Accelerating composite sandwich plate analysis: A hybrid higher-order XFEM and ANN approach for natural frequency prediction

Free vibration analysis of laminated composites plays a critical role in design optimization, material selection, structural integrity assessment, vibration suppression, and fatigue life prediction. A novel coupled higher-order extended finite element method (HO-XFEM) and artificial neural network (ANN) approach is implemented for predicting the natural frequency of sandwich plates with a composite layout of 0°/θ°/0°/core/0°/θ°/0°, where θ varies from 15 to 90 degrees.

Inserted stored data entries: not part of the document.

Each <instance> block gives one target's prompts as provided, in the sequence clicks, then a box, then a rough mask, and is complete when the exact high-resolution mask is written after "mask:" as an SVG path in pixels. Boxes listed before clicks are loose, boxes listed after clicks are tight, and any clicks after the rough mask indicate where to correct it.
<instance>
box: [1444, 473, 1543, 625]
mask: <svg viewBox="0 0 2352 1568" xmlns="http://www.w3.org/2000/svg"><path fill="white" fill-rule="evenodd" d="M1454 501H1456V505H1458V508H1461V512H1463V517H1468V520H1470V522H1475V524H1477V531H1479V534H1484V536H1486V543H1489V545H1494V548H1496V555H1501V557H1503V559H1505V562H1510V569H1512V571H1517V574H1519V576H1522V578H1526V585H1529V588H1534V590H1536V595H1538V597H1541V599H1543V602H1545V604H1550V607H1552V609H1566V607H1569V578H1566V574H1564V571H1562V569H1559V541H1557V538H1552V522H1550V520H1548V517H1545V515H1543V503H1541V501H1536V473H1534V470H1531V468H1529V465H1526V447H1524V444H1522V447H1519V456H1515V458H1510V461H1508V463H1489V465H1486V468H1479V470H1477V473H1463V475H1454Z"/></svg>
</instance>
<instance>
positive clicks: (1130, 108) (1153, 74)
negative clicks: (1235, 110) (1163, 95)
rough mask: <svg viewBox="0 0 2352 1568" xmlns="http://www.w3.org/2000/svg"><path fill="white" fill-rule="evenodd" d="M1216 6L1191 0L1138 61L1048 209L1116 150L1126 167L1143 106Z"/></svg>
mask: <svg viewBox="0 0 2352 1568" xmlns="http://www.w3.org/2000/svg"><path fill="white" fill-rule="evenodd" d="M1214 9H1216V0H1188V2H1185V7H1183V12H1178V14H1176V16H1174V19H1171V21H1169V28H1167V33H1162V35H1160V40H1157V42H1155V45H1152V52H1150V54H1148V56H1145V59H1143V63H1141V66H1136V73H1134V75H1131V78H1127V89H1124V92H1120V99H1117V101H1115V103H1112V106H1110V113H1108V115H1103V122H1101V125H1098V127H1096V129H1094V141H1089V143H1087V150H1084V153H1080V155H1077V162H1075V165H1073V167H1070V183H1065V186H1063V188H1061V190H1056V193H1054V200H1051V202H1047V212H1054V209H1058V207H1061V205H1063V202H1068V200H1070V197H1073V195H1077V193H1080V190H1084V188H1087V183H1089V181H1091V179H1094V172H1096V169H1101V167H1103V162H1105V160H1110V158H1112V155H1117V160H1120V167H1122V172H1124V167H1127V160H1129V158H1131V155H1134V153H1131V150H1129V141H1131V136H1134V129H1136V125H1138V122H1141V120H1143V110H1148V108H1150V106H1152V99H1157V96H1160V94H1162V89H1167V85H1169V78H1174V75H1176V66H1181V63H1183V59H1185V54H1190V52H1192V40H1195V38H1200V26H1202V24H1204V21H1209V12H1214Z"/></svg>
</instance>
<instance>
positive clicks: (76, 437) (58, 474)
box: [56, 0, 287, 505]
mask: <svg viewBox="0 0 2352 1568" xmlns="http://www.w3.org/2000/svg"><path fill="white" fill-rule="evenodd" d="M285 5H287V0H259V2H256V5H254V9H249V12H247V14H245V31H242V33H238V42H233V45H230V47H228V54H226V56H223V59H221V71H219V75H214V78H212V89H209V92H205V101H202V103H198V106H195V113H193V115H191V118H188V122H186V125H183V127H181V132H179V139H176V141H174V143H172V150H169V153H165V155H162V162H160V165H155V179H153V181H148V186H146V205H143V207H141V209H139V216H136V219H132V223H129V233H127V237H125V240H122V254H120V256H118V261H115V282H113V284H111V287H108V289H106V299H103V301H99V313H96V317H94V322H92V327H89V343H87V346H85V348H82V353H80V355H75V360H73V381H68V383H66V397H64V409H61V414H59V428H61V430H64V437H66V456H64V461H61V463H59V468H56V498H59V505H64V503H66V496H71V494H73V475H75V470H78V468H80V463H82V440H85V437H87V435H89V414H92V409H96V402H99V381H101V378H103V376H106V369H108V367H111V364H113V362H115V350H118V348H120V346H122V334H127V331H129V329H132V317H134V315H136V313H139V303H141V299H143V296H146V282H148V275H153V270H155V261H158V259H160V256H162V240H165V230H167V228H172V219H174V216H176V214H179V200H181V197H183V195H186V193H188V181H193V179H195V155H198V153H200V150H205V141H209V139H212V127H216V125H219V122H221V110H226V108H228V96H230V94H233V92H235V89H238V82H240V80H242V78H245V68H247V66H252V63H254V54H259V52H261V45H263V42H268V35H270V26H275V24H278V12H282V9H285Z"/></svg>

A total of 557 data points are generated through HO-XFEM, which is then utilized to construct an optimized ANN model for predicting nondimensionalized natural frequency. The ANN model, designed specifically to predict the first mode of natural frequency, is optimized with a structure of 4-90-90-1 and softmax transfer functions in intermediate layers. It predicts the nondimensional natural frequency with the average, minimum, and maximum mean-squared error values of 0.0984 %, 0.00339 %, and 0.49 %, respectively. The optimized ANN model computes the natural frequency for different sandwich plate configurations a few million times faster compared to HO-XFEM and thus establishes a transformative framework for real-time structural integrity assessment.